Professor Gajda was asked to comment on the notion that “Many college administrators these days complain that lawyers for their institutions have too much power.” In response, she said, “University counsel have never been busier or more important, but there is a danger in letting lawyers call all the shots. The ‘safest’ course from a litigation standpoint may not be the best for innovation, research, or teaching….College administrators and faculty generally need to be alert to the legal risks, while remaining true to their academic judgment.”

Remember that Butler’s president is on record saying that the university lawyers were operating without his knowledge and not under his control. Actually, though, I don’t think that is what Professor Gajda meant when she said that “lawyers for their institution have too much power.” Frankly, I doubt that she would have ever imagined a situation of the kind Butler’s president wants you to believe. But I have no doubt that the lawyers were complicit in creating Butler’s strategy with respect to intimidating me into shutting down The True BU. And I have no doubt that they play too large a role in the Butler administrative ethos.

Professor Gajda was asked about ways to reduce litigation: “Can you summarize the steps you recommend to colleges to discourage litigation as a means of solving disputes?” Her advice makes good sense. “The most important thing is for colleges to find a way of defusing academic disputes before they harden into a legal complaint. If colleges and universities took greater care to promote communication and a sense of community on campus, there would be fewer lawsuits.”

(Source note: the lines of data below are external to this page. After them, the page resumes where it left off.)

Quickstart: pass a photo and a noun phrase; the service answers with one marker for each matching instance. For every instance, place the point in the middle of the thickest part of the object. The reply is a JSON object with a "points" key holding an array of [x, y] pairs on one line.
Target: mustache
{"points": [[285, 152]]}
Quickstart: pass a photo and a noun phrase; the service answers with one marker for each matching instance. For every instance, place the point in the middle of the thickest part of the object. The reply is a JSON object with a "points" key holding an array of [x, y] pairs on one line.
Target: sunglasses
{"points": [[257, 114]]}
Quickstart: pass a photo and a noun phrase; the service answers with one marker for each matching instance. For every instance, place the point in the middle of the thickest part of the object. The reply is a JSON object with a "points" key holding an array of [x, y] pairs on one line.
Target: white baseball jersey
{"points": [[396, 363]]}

It seems to me that Butler has a great deal of work to do on this front. What sort of a “sense of community” exists on Butler’s campus when faculty member after faculty member expresses great fear of the administration? How can the administration ignore the problem when music faculty feel they can only come forward anonymously under the protection of a priest to document that what I wrote in The True BU was what they shared with me and that it was accurate? There is one thing that is helping faculty come together and build a shared community: their sense of fear of the Butler administration. Similarly, the Butler administration is all about secrecy. They “classify” more documents than you can imagine. Their two-pronged strategy when dealing with conflict, as has been so well demonstrated throughout my experience, is to demand that the content of all meetings remain secret and to have meetings with as few people at a time as they can get away with so they can tell each group a different “secret.” Amid a climate of fear, this strategy ensures that no one knows what anyone else knows – and thus that administrators are never asked tough questions.

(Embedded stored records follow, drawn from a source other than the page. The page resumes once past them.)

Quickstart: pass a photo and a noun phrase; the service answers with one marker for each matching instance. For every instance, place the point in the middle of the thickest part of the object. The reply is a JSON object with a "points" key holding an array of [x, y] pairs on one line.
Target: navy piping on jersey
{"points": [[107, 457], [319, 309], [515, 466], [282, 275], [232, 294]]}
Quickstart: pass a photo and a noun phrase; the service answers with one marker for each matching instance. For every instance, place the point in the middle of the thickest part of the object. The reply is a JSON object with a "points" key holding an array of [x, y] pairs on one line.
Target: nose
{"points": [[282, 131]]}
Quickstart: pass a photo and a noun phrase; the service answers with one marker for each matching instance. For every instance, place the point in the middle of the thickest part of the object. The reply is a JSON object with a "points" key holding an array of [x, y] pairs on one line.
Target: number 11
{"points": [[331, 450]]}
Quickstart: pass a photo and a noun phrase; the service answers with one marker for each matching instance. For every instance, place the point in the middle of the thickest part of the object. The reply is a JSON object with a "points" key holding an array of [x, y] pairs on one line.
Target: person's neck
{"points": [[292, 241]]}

One of the main points of Professor Gajda’s book is that recourse to the court system, while being overused now, came about to correct abuses present on college campuses that occurred when colleges acted as if they were outside of the law. She paints an unsettling picture of how things were: “At one time, colleges were basically unaccountable in the courts. They ignored contracts, trampled speech rights, and dismissed students and faculty on whim or prejudice with basic impunity.” She concludes that thought with the only statements she’s made with which I disagree and which is demonstrably false, at least on one campus in central Indiana: “No one should want to go back to those days.” It is all too obvious that Butler administrators yearn for the good old days when they could act with impunity, when freedom of speech stopped when someone in power didn’t like what was being said.

Professor Gajda does a great service by documenting a very real threat to higher education and the actions of Butler University serve to prove her case definitively.


  1. Jess, You're doing a great job with this blog! These posts are very insightful and informative. Keep it up and good luck!